A still from Cao Fei’s retro-futurist film Nova (2019), which explores a nonlinear experience of time Courtesy of Cao Fei and Vitamin Creative Space
Cao Fei’s exhibition at London’s Serpentine Gallery in 2020 won her the Deutsche Börse Photography Foundation Prize and acclaim as “one of the most innovative and exciting young Chinese artists to have emerged on the international scene”.
Now her contemplative interpretations of our convoluted era come to Italy for the first time, with a solo exhibition at Rome’s Maxxi. Organised by curator Monia Trombetta and Maxxi artistic director Hou Hanru, the exhibition presents nine of the video, installation and documentation works Cao has made since 2007, with an emphasis on her most recent projects.
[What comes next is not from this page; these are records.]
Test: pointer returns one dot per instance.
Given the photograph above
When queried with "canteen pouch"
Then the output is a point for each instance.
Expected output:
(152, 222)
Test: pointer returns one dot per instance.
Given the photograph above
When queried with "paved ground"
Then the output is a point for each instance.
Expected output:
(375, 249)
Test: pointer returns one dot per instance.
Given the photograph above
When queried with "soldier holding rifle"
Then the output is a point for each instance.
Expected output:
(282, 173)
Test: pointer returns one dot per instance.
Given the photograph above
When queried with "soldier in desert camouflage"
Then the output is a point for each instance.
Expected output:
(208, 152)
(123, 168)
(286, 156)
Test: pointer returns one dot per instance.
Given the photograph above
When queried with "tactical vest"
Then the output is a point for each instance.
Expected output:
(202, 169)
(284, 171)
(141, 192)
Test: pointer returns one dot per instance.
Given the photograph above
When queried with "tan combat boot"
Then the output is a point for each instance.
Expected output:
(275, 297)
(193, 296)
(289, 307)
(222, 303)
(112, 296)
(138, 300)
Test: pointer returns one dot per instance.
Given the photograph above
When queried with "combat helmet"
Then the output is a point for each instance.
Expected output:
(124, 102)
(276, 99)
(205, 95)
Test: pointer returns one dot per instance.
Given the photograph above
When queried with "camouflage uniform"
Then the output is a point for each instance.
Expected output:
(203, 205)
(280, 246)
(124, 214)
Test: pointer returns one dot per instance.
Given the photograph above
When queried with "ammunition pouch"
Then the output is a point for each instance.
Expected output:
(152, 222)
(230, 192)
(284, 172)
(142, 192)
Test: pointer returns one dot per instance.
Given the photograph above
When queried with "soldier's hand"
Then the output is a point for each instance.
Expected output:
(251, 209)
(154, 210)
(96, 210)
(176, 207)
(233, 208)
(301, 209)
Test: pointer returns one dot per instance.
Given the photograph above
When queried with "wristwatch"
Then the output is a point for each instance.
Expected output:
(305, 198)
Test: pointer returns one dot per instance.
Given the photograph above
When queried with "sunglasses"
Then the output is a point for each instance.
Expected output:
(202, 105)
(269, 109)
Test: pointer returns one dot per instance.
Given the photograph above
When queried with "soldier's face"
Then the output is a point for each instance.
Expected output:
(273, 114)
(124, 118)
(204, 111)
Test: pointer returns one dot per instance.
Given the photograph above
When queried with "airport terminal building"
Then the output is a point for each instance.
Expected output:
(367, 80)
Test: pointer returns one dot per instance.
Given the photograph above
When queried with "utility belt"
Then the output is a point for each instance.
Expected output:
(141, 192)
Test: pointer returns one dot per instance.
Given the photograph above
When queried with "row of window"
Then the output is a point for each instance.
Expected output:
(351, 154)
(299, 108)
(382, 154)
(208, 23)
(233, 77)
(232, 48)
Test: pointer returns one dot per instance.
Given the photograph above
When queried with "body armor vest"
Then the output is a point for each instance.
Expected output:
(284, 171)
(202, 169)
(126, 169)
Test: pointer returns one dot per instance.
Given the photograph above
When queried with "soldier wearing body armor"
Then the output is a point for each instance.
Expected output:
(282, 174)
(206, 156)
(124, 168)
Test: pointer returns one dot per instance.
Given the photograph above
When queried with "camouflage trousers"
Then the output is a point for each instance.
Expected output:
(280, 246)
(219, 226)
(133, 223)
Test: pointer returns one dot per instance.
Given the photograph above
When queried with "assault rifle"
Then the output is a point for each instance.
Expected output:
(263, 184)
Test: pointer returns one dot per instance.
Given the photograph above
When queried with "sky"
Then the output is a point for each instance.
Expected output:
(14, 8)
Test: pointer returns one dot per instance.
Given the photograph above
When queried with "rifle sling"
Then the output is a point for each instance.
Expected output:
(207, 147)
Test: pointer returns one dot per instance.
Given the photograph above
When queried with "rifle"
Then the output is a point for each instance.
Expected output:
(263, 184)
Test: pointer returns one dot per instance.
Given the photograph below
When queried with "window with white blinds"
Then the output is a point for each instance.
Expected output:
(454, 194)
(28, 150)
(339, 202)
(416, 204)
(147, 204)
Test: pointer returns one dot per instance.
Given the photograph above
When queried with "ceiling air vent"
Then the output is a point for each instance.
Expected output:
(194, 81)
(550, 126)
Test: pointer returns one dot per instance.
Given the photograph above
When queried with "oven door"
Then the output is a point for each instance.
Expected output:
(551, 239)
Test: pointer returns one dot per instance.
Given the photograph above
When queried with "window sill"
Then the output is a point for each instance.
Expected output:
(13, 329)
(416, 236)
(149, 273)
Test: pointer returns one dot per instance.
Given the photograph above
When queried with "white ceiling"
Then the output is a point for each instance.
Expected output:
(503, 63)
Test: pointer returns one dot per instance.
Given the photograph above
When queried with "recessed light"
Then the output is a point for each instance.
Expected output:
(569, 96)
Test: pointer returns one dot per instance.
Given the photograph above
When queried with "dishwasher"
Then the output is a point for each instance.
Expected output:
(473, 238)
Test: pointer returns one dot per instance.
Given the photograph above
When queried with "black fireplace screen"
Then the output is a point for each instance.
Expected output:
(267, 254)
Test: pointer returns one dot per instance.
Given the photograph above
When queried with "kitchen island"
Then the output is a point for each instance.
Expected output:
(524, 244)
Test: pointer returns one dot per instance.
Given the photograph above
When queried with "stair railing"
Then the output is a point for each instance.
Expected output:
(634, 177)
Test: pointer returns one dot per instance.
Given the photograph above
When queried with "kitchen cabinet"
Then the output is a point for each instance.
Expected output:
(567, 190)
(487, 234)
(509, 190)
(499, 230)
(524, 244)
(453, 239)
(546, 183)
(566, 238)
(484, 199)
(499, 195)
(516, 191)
The repetitious, uncertain limbo of early 2020 is presented in Isle of Instability, Cao’s fantastical rendition of her two months of “circuit-breaker” lockdown with her family while living as an immigrant in Singapore. The documentary Hongxia (2020) and accompanying publication HX (2020) delve into the industrial heritage of Cao’s home base in Beijing’s Jiuxianqiao area, centring around the now demolished titular theatre, which she recreated for her solo exhibition at UCCA Beijing this spring. Jiuxianqiao’s Soviet-backed technology industry of the 1950s inspired her retro-futurist feature film Nova (2019), exploring a nonlinear experience of time and development.
The recreation of imaginary spaces continues with The Eternal Wave (2020), a facsimile of Hongxia Theatre’s kitchen, 2007’s RMB City: A Second Life City Planning and the decimated diorama world of 2014’s La Town.
Hou is a longtime collaborator of Cao’s and worked with her remotely on this show due to Covid-19. He says he is “looking forward to provoking different reactions in those who have lived through this challenging moment, struggling in different ways”, be it in China, Singapore or Italy.